Pour ce premier long-métrage fantastique, Dominique Rocher évite totalement les carcans du film de zombies sanguinolent, le trash et le gore, pour se concentrer sur l’isolation de son personnage et sa survie. Le film se transforme en véritable manuel de survie en cas d’apocalypse zombies, où le lieu de l’appartement, les objets et leur utilité prend des fonctions toutes autres dans le but de la survie, avec une certaine inventivité propre au premier film du cinéaste. De la même manière que Francis Lawrence avec I Am Legend ou encore Robert Zemeckis avec Seul au Monde, Dominique Rocher construit le quotidien de son personnage en filmant, dans un plan-séquence qui n’est pas sans rappeler le Shining de Stanley Kubrick, son personnage en train de faire son sport du matin dans l’appartement, de réaliser ses compositions musicales en solitaire avec des objets du quotidien, ou encore d’avoir une discussion avec son seul compagnon Alfred, un zombie enfermé dans une cage d’ascenseur interprété par un Denis Lavant qui livre une performance corporelle hallucinante. On s’attache progressivement à Sam dont l’on suit la survie, le quotidien, mais aussi au fur à mesure du film, en jouant sur la lenteur et la perte de repère temporel, sur la descente progressive dans la folie et la perte d’humanité de son personnage.

Avant d’être un petit film de zombies à la française, La Nuit a dévoré le Monde est aussi un film profond et puissant sur la solitude de l’homme, sur les marginaux de notre société que représente le personnages principal qu’est Sam, ainsi que zombie avec lequel le personnage partage son quotidien. Dans la grande tradition du film de Zombies à la George Romero, Dominique Rocher évoque sous la forme du film de genre des thématiques politiques actuelles, notamment sur l’individualisme dans notre société, sur l’immigration en choisissant de s’intéresser à des personnages étrangers, ou encore l’apocalypse qui devient aussi la métaphore des récents attentats ayant eu lieu à Paris. Sam est clairement représenté comme un étranger au début du film, seul au milieu de la fête dans l’appartement avant de se retrouvé complètement seul, ce qui au début du film paraît presque comme une situation idéale pour le personnage qui continue de vivre au milieu de l’apocalypse.

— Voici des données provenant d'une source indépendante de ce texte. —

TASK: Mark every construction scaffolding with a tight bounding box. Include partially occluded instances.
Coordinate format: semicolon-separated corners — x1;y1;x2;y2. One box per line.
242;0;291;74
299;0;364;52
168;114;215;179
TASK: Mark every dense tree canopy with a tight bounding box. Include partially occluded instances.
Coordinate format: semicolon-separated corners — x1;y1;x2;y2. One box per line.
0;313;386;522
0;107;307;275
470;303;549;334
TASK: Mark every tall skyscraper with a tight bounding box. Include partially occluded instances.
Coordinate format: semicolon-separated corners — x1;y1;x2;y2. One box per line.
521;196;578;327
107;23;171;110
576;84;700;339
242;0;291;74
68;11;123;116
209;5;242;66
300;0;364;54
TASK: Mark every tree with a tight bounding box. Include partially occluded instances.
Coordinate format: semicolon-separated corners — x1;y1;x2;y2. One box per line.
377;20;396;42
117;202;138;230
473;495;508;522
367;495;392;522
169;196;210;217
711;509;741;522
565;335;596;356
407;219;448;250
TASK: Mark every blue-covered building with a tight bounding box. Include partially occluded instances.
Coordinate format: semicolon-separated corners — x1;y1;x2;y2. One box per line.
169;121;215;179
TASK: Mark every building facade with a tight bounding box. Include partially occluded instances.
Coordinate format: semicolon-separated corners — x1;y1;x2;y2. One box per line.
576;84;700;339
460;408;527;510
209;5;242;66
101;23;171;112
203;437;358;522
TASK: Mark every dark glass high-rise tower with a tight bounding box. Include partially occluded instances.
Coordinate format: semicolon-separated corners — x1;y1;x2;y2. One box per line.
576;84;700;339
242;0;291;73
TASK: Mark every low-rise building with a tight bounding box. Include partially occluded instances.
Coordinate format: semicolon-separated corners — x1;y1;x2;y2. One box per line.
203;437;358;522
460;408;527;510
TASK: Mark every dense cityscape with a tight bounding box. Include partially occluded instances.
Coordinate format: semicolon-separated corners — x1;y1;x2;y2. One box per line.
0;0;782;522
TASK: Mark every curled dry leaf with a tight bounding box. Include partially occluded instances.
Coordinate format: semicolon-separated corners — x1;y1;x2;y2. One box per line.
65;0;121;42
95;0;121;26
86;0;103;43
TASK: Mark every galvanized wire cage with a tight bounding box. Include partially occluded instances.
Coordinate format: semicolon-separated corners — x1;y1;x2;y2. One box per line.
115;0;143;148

Sur la durée, le cinéaste interroge la capacité de l’être humain à être isolé de la société, à se retrouver seul dans sa propre solitude, cette apocalypse zombiesque prenant la forme d’une plongée dans la psyché de Sam, personnage en marge de la société qui s’enferme dans son appartement, avec ses vivres et son quotidien parfaitement huilé, vivant dans l’illusion de pouvoir survivre à ce qui se passe dehors, cette société qui se dévore de l’intérieur, où la population se marche les uns et sur les autres, à l’image de cette scène magnifique où Sam joue de la batterie à la fenêtre de son appartement devant une horde de zombies qui forme une masse vivante qui tente d’atteindre le personnage à sa fenêtre. Une scène qui par sa symbolique en dit long sur l’aspect politique de cette première œuvre. Si le scénario est inventif et d’une grande intelligence, le film doit énormément à son acteur Anders Danielsen Lie, qui occupe le cadre à 90 %, dont la subtilité du jeu, d’une justesse dans ses émotions, épouse l’écriture du scénario pratiquement comme un personnage muet dont le corps devient le vecteur de la solitude et de la lente descente aux enfers de son personnage. Le défaut franchement minime que l’on pourrait reprocher à Dominique Rocher serait de ne pas réinventer le genre, aussi original soit son film dans sa forme et son fond parmi le paysage du cinéma français, de ne pas se détacher suffisamment de ses références, mais ce serait vraiment reprocher au cinéaste les défauts récurrents d’un premier film.

Avec le premier long-métrage, La Nuit a dévoré le Monde, Dominique Rocher signe une fable existentielle sur la solitude de l’homme, sur l’individualisme de notre société, sans oublier de faire un film de genre français maitrisé et inventif dans ses codes, porté par l’excellente interprétation de son acteur Anders Danielsen Lie, qui crève littéralement l’écran par sa présence. Un premier film magistral.

Ce film est interdit aux moins de 12 ans.